Der Krieg der Merchant Adventurer
Nun war die englische Königin in jener Zeit überhaupt nicht in der Lage, dem amerikaerfahrenen Abenteurer Drake eine Kriegsflotte zu diesem Zweck zur Verfügung zu stellen. Und auch politisch konnte sie es sich – wollte sie mit dieser Aktion einen Krieg vermeiden - nicht leisten, die Expedition offiziell zu unterstützen. Aber Unternehmungen dieser Art stellten ohnehin keine rein militärischen, sondern immer auch wirtschaftliche Aktivitäten. Sehr anschaulich und detailliert beschreibt Angus Konstam, wie der Raubzug als Beteiligungsgesellschaft organisiert worden war. Zahlreiche Geldgeber aus Adel, Politik und Kaufmannschaft investierten Anteile in das Unternehmen und erwarteten dafür neben der Rückzahlung ihres Einsatzes einen entsprechenden Profit aus dem Erlös der gekaperten Schiffe, dem geraubten Gold- und Silber, den erpressten Lösegeldern und den verkauften Sklaven. Ein ganz normales und profitables, wenn auch riskantes Geschäft, an dem informell auch die Queen beteiligt war.
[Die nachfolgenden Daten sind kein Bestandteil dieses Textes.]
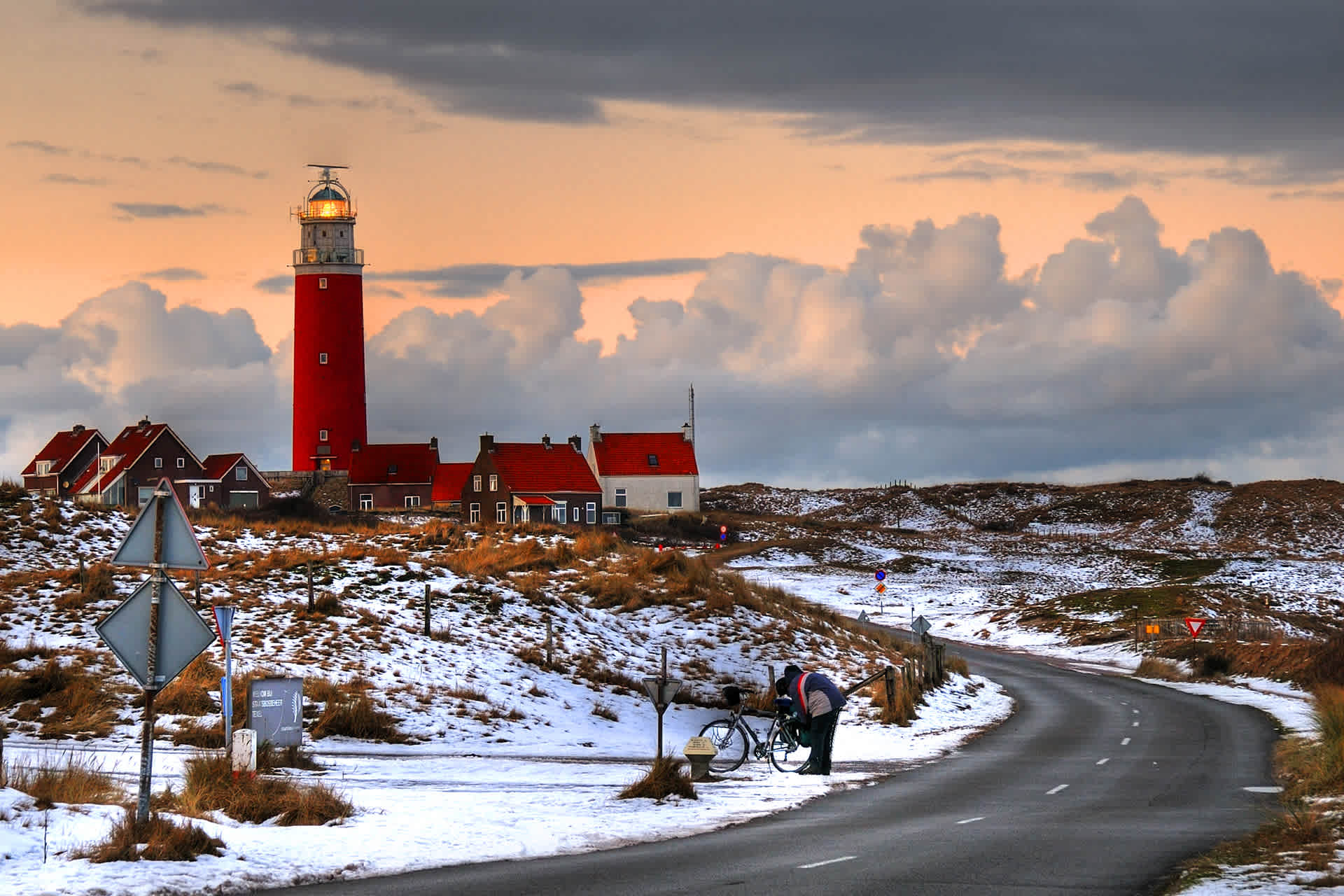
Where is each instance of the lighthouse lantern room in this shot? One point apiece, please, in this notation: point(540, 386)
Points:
point(330, 414)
Sir Francis Drake zwischen Mythos und Wirklichkeit
Auch wer sich nicht für Militärgeschichte im engeren Sinne interessiert, kommt mit diesem Osprey-Buch aus der Serie „Raid“ wieder einmal auf seine Kosten. Natürlich liegt es nahe, dass Konstam den Ablauf der einzelnen Eroberungen wie Vigo, Santiago, Santo Domingo, Cartagena und St. Augustine minutiös beschreibt. Dabei visualisiert die Ausstattung mit historischen Bildern und Dioramen gleichen „Schlachtfeldillustrationen“ (Peter Dennis, Alan Gilliand, Brian Delf, Mariusz Kozik) die einzelnen Kampagnen hervorragend.
Aber es gibt eben auch die Hintergrundkapitel, beispielsweise zu Drakes Biografie, die auch seine geradezu verbissene Gegnerschaft zu den Spaniern erklärt. Da findet sich ebenfalls die zwar kompakte aber sehr informative Darstellung der historisch-politischen Hintergründe und nicht zuletzt die Untersuchung der Frage des zweifelhaften wirtschaftlichen Erfolgs der Expedition. Denn bis heute sind weder Umfang noch Verbleib der vermuteten Beute gänzlich geklärt. Politisch, so resümiert Konstam, darf die Kampagne durchaus als gelungen angesehen werden, auch wenn tatsächlich das Gegenteil dessen herausgekommen ist, was ursprünglich beabsichtigt worden war.
Angus Konstam: The Great Expedition. Sir Francis Drake on the Spanish Main 1585-86. Bd. 17 der Raid-Serie, Osprey Publishing 2011. Broschur, 80 Seiten.